Delayed Cord Clamping: The New Recommendations

The American College of Obstetricians and Gynecologists (ACOG) recently updated their recommendations concerning the timing of clamping and cutting the umbilical cord after birth. While their previous recommendations had included delaying cord clamping for preterm infants, newer research has highlighted the benefits gained by term infants as well. 

ACOG now recommends that cord clamping be delayed for at least 30-60 seconds after the birth in all healthy term and preterm infants. 

 

So what are the benefits? 

- Increased Hemoglobin levels. Hemoglobin is the part of the blood responsible for carrying oxygen.

- Increased Iron levels during the first few months. This is thought to also improve development. 

- Especially in preterm babies, delayed cord clamping has been shown to prevent the need for blood transfusion and lower the risks of hemorrhage. Also in preterm babies, delaying cord clamping can improve circulation and increase the amount of circulating red blood cells. 

 

How does this happen?

- Studies in term infants have shown that approximately 80mL of blood flows from placenta to baby in the first 60 seconds after birth. This increase in blood volume brings Hemoglobin and Iron as well as simply more volume. 80mL may not sound like a whole lot, but consider how small the baby is. Most term infants have a blood volume of under 300mL. That 80mL could represent more than a quarter of that baby's entire circulating volume! 

 

Are there any risks? 

- In a small percentage of babies, there may be a higher incidence of developing Jaundice. Jaundice is a condition that develops when the liver has trouble dealing with high levels of bilirubin accumulating in the body. Bilirubin is a yellow pigment, and symptoms of Jaundice include yellowing of the skin and eyes. Usually, Jaundice can be treated relatively simply by using special lights to help the body flush out the extra bilirubin. 

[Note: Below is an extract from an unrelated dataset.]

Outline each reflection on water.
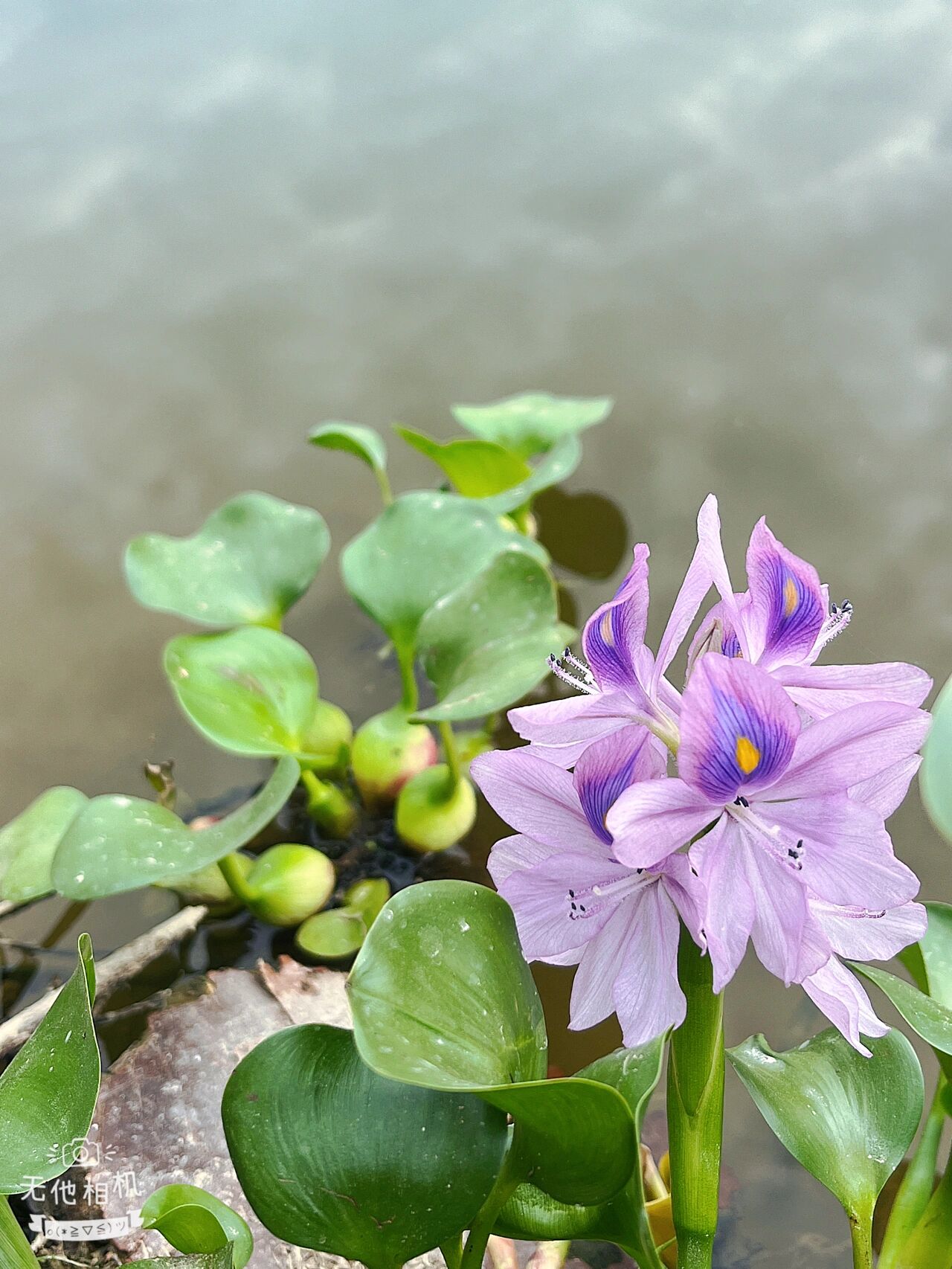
[0,0,952,1265]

- Previous theories were concerned that delaying cord clamping may increase the mother's risk of hemorrhaging. New research has confirmed that this is not the case; delaying cord clamping does not increase the risk of the mother developing a hemorrhage. 

 

There are some cases in which delayed cord clamping may not be possible. If the baby needs to be taken to another area for resuscitation, then there may not be time to allow delayed clamping. In some of these cases, the umbilical cord may be "milked" instead if time allows. Cord milking includes using a hand to push blood through the cord and into the baby. This process only takes 10-15 seconds, so it can be accomplished much more quickly. Not as much research has been done on umbilical cord milking, so the full extent of any risks and benefits is not yet known. 

 

If you are interested in delayed cord clamping, pregnancy is a great time to find more information! Ask your medical provider what his or her normal protocol is in that situation, and you can learn what kinds of situations could lessen the possibility of delaying the cord clamping. By having this discussion before you go into labor, you can form a plan both you and your provider can be aware of and on board with.